Steven Shearer weaves stylistic references from art history—from German Romantic Art to Old Masters to Fauvism and Symbolism—into his hypersaturated-colour paintings of figures frequently inspired by music subcultures. A solemn mood is often communicated through dark backgrounds, metallics and subtle flesh tones. Man Sitting (2006), for example, sees Shearer inspired by a photograph of a heavy metal drummer to create an oil painting of a gender-fluid youth executed in a style that offers echoes of Edvard Munch.
He also works with text—his Poem for Venice, which stood outside the Canada Pavilion at the 2011 Venice Biennale, was a monumental text work featuring lyrics from death metal songs in huge white lettering on a black background. Found photography also plays a part in Shearer’s creative practice: he has downloaded pictures from the internet (frequently of people sleeping), yet has, years later, reverse-searched these and discovered they are no longer online.
2026’s Tokerman sees Shearer’s familiar youth subjects growing up.

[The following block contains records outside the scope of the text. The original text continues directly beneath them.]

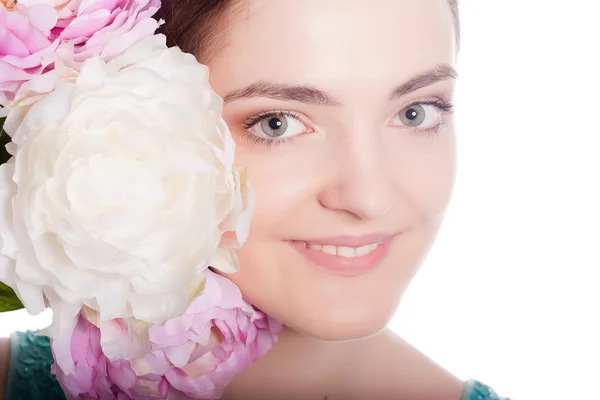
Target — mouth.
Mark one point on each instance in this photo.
(346, 255)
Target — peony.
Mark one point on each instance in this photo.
(105, 28)
(122, 190)
(26, 51)
(195, 355)
(43, 41)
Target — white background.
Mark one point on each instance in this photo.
(510, 293)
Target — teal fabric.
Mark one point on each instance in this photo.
(476, 390)
(29, 376)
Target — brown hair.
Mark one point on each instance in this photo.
(196, 26)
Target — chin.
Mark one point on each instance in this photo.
(341, 324)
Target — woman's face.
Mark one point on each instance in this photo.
(338, 109)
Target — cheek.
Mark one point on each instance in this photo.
(426, 178)
(278, 281)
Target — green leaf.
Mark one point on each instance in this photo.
(8, 299)
(4, 139)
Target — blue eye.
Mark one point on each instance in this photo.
(423, 115)
(276, 125)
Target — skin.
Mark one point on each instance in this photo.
(353, 170)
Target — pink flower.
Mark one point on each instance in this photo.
(192, 356)
(105, 28)
(26, 51)
(42, 41)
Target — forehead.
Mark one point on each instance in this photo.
(332, 42)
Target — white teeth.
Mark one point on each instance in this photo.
(343, 251)
(361, 251)
(328, 249)
(346, 251)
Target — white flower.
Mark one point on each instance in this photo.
(123, 189)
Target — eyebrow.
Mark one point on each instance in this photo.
(312, 95)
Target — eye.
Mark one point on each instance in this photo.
(276, 125)
(422, 116)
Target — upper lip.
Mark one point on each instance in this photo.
(349, 241)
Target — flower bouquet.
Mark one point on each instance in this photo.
(121, 205)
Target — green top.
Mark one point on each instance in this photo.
(29, 376)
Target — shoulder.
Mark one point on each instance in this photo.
(475, 390)
(29, 370)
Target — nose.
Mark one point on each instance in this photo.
(361, 182)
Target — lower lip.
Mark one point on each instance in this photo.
(345, 265)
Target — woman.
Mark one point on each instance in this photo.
(342, 112)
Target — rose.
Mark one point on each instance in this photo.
(122, 190)
(105, 28)
(196, 354)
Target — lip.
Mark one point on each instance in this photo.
(350, 241)
(345, 265)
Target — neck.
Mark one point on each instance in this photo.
(296, 364)
(378, 366)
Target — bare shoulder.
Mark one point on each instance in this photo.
(4, 358)
(400, 370)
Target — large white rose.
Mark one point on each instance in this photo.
(122, 190)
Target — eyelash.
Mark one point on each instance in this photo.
(444, 106)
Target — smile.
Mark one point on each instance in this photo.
(347, 255)
(344, 251)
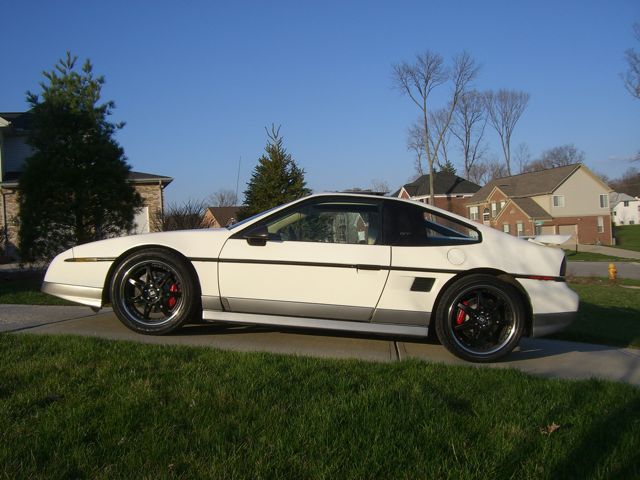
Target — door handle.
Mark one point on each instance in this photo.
(368, 267)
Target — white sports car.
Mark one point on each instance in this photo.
(354, 263)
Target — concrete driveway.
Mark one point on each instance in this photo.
(549, 358)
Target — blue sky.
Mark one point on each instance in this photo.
(197, 82)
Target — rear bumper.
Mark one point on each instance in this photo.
(548, 323)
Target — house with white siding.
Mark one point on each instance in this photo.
(625, 209)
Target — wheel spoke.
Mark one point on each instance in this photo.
(466, 309)
(164, 279)
(496, 305)
(137, 299)
(469, 324)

An older-looking figure is in the foreground of the painting, smoking a joint (Shearer described this in a 2026 conversation with Raf Simons as a “Renaissance low-relief figure”), while behind him could be fingers or toes (Shearer sees it as a car), and behind that lie clouds.
Despite Steven Shearer’s use of images of sleeping people culled from the internet, the artist has apparently managed not to allow any pictures of his face to appear on the internet (a picture that purports to be the artist does not match the written description of the artist from a 2026 interview in The Guardian).
Steven Shearer explores music subcultures (particularly heavy metal) and the ideas of white masculinity within them, but also refers to art history in his oil paintings—from German Romanticism to Symbolism, Fauvism and the Old Masters.
Steven Shearer created a massive collage of sleeping figures, made from thousands of images sourced online, for Sleep II (2015). Later, he enlarged these images on to canvas—for example, in the exhibitions The Golden Recline (2025) and Profaned Travellers (2024). Taking a painterly approach to the artworks, he has digitally filled in the gaps that the original enlargement generated.